P4DTI issue job000385

Title	Renumbered changelist causes P4DTI error and deletes fix
Status	closed
Priority	critical
Assigned user	Nick Barnes
Organization	Ravenbrook
Description	If a changelist fixing a job is submitted at the same time as a replication of that job is taking place, a race condition may occur which causes the fix record to be deleted and an error message to be sent by email. Here is such an email: > Subject: (P4DTI-8603) Job 'job000093' overwritten by issue '87'. > > (P4DTI-8658) This is an automatically generated e-mail from the Perforce > Defect Tracking Integration replicator 'replicator0'. > > (P4DTI-8512) The replicator failed to replicate Perforce job 'job000093' to > defect tracker issue '87', because of the following problem: > > (P4DTI-7065) Change 4833 unknown. > The Perforce client exited with error code 256. > > (P4DTI-8614) The replicator has therefore overwritten Perforce job 'job000093' > with defect tracker issue '87'. See section 2.2 of the P4DTI User Guide for > more information. > > (P4DTI-8625) The job looked like this before being overwritten:
Analysis	This is a race condition, due to Perforce's lack of locks on jobs. The sequence of events would be something like this: user: p4 fix -c 4833 job000093 P4DTI: -- start replication poll. P4DTI: p4 logger -> #job job000093 P4DTI: -- try to replicate job000093 P4DTI: -- get fixes for replication: P4DTI: p4 fixes -j job000093 -> 4833 user: p4 submit (renumbering 4833 as 4835) P4DTI: -- get 4833 for replication: P4DTI: p4 change -o 4833 This will only occur if such a changelist is submitted between the P4DTI issuing "p4 fixes -j job000093" and "p4 change -o 4833", during a single replication poll. So race conditions such as this are quite rare. When the P4DTI detects a Perforce failure here, it applies its "defect tracker wins" policy and overwrites the Perforce job record with the defect tracker issue, which includes deleting the fix record for the job (because that fix record was not successfully replicated to the defect tracker). When race conditions such as this occur, the P4DTI will send an error email and the user or administrator may have to redo a Perforce operation (the fix, in this case). A number of possible solutions when "p4 change -o" fails when replicating fixes for a job: 1. Disregard that fix record and do not replicate it to the defect tracker. The next replicator poll will fix it up (because the submit puts the job into the log again, the "p4 fixes -j" call will produce the new changelist number, and the "p4 change -o" will succeed). 2. Fake a changelist record for replication to the defect tracker. Again, the next replicator poll will fix this up. 3. Backtrack to the "p4 fixes -j" call. If the same changelist number is returned again, there is a serious Perforce error and the P4DTI should report it. If it is not, we have hit this race condition and may proceed once more with replicating the fix records for this job.
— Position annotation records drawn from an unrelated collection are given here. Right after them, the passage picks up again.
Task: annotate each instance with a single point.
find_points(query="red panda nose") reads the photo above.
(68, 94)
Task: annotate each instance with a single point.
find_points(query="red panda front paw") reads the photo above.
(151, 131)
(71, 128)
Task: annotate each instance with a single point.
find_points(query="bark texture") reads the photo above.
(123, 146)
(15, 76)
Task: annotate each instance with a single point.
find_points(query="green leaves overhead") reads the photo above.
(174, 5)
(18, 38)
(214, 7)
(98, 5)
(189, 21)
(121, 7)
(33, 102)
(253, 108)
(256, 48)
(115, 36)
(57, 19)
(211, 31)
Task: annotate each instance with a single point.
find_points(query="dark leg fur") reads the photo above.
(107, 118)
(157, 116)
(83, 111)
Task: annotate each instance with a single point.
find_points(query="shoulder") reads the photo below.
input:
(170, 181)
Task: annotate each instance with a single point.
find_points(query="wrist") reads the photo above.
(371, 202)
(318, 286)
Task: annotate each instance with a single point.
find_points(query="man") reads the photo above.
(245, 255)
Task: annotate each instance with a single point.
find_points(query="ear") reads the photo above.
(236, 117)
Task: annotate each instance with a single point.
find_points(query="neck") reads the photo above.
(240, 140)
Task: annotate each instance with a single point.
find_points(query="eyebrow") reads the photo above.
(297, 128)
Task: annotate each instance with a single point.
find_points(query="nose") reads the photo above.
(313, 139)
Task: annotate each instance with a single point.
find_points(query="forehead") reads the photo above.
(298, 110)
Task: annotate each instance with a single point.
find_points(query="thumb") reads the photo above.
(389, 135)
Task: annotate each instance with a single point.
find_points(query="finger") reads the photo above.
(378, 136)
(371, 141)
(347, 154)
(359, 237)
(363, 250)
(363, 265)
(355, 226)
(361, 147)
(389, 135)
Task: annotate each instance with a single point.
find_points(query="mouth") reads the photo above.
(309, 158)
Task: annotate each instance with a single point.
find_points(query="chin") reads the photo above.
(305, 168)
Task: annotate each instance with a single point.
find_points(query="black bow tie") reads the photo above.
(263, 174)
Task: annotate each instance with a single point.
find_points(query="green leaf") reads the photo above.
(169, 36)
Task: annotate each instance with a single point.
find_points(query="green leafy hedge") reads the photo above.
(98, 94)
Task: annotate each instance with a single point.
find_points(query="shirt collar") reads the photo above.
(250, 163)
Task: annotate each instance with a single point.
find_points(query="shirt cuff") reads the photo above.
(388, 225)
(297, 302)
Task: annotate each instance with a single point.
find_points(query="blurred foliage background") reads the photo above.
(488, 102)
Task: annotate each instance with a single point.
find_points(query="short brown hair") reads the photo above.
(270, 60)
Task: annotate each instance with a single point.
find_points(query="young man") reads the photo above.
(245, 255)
Solutions 1 and 2 have the problem that a change in the defect tracker issue before the next poll will cause the fix record for the new changelist number to be deleted (because of the "defect tracker wins" policy).
How found	customer
Evidence	<`http://info.ravenbrook.com/mail/2001/08/20/22-27-38/0.txt`>
Observed in	1.1.1
Test procedure	<`http://www.ravenbrook.com/project/p4dti/master/test/test_p4dti.py`>, section 13
Created by	Nick Barnes
Created on	2001-08-21 16:11:53
Last modified by	Nick Barnes
Last modified on	2002-04-09 11:35:23
History	2001-08-21 NB Created. 2001-10-03 GDR Fixed with solution 3 in migration branch in which the customer was experiencing the defect.

Fixes

Change	Effect	Date	User	Description
22964	closed	2001-10-04 15:49:00	Gareth Rees	Merged Bugzilla migration branch back to master sources. This adds migration algorithms to the replicator, and support for migration from Perforce to Bugzilla. Moved config.py from the migration branch (which had the configuration for Xebeo) to test/config_xebeo.py so that it doesn't conflict with the real config.py. The P4DTI unit tests call start_logger() explicitly, because replicator.init() no longer does so. The catalag use test ignores all whitespace differences (not just different numbers of spaces) when comparing messages.
22917	open	2001-10-03 15:36:36	Gareth Rees	Handle renumbered changelist race condition during replication of fixes from Perforce to the defect tracker.